Model Intercomparison and Accuracy Assessment

OpenET has conducted one of the largest intercomparison and accuracy assessments of field-scale satellite-driven ET models to date.

Satellite-derived OpenET data were compared against ET measurements collected by 151 flux tower stations and four precision weighing lysimeters located throughout the continental U.S. The key results for croplands are summarized below, and information for other land cover types will be provided in the OpenET Intercomparison and Accuracy Assessment Report, along with the technical details of the methods used in the assessment. Descriptions of the methods used to calculate the satellite-derived ET values are available in the Methodologies page.

For croplands, the ensemble performed as well as or better than any individual model across most accuracy metrics, though nearly all models demonstrated high accuracy measures for croplands. Accuracy metrics for the slope of the best fit line through the origin (slope), mean bias error (MBE), mean absolute error (MAE), root mean squared error (RMSE), and r-squared (r2) value are summarized in the table below for the water year (October-September), growing season (determined dynamically, as described in the full report), and monthly and daily timesteps. Descriptions of each of these accuracy assessment metrics and how to interpret them are provided below.

Accuracy Summary for Croplands for the OpenET Ensemble ET Value

Time Period	Slope	Mean Bias Error)	Mean Absolute Error	Root Mean Squared Error	r-squared	Mean flux tower ET
Water Year: 16 sites with 72 total water years	0.91	-73.91 mm (-7.5%)	112.12 mm (11.3%)	121.87 mm (12.3%)	0.84	991 mm
Growing Season: 39 sites with 177 growing seasons	0.96	-11.9mm (-2.0%)	78.14 mm (12.9%)	93.79 mm (15.5%)	0.87	605 mm
Monthly: 46 sites with 1,791 total months	0.92 (n = 53)	-5.27 mm (-5.8%)	15.84 mm (17.3%)	20.44 mm (22.4%)	0.90 (n = 53)	91 mm
Daily: 55 sites with 5,508 total Landsat overpass days	0.86 (n = 60)	-0.35 mm (-10.0%)	0.83 mm (23.6%)	1.09 mm (31.1%)	0.81 (n = 60)	3.5 mm

At annual timescales, 16 sites had data for at least one full water year, which required at least 12 consecutive months of data and a minimum of one cloud-free Landsat satellite observation per month. The data records for these 16 sites included 72 total water years. The OpenET ensemble value had a slope of 0.91, and MAE and RMSE values of <10%, with an r2 value of 0.84, demonstrating excellent overall agreement with the flux tower data. The MBE was -7.9%, which is still excellent, but indicates a small negative bias in the ensemble ET value relative to the ground-based ET, and this bias should be accounted for in evaluating annual ET totals.

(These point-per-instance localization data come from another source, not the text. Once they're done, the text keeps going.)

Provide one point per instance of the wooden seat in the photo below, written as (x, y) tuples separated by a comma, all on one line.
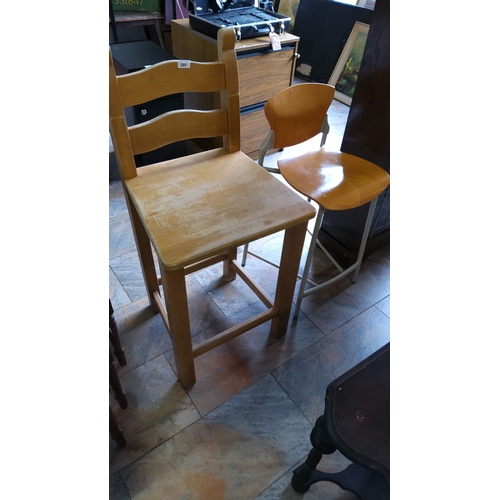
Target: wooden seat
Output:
[(196, 210), (334, 180)]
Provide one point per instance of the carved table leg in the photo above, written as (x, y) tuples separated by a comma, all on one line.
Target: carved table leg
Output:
[(322, 445)]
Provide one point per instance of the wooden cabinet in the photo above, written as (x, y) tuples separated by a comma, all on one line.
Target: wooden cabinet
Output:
[(262, 73)]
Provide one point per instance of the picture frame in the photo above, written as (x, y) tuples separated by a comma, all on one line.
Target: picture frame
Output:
[(345, 74)]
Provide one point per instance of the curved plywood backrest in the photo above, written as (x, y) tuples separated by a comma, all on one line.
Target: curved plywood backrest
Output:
[(169, 78), (297, 113)]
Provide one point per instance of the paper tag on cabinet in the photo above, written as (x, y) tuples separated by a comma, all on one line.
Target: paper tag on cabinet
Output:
[(275, 40)]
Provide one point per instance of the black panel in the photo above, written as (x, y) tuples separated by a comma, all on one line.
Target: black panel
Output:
[(134, 56), (367, 135), (324, 27)]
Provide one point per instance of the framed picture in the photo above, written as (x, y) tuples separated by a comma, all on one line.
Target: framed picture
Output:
[(345, 74)]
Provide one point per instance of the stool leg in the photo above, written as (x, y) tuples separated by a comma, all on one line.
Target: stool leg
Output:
[(244, 256), (229, 272), (369, 218), (115, 431), (310, 255), (174, 287), (146, 259), (114, 382), (287, 277)]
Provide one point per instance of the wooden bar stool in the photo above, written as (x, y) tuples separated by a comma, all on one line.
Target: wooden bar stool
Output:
[(195, 211), (334, 180)]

For the growing season, 39 sites had at least one complete growing season with a total of 177 complete growing seasons across these sites. The OpenET ensemble value had a slope of 0.96, MBE of -2.0%, MAE of 12.9%, RMSE of 15.5%, and r2 of 0.87. These results demonstrate very strong agreement between the ensemble value and the ground-based ET datasets during the growing season. The slope of 0.96 and MBE of -2.0% indicates that on average, the ensemble ET value has almost no bias during the growing season, and when combined with the low MAE and MBE and high r2, demonstrates good accuracy across a wide range of crops and meteorological conditions.

At a monthly timestep, 44 sites (53 sites for slope and r2) had at least three full complete months of data with a minimum of one cloud-free Landsat overpass per month, and a total of 1,638 months in the dataset (1652 months for slope and r2). The OpenET ensemble value had a slope of 0.92, MBE of -5.8%, MAE of 17.3%, RMSE of 22.4%, and r2 of 0.90. The slope near 1.0, minimal bias error, and very high r2 indicate excellent overall accuracy for the ensemble ET value at monthly timescales with near-zero bias. The MAE of 17.3% and RMSE of 22.4% are still very good, but slightly above the OpenET target of <15% at a monthly timestep. The low bias error suggests that the higher MAE and RMSE are likely due to random error in both the satellite and ground-based datasets, as well as periodic error in the satellite data when monthly values are calculated from only one or two cloud-free satellite observations. The OpenET team will be working on integration of Sentinel-2, and future NASA and European Space Agency missions to increase the observation frequency, and further reduce the MAE and RMSE values at monthly timesteps.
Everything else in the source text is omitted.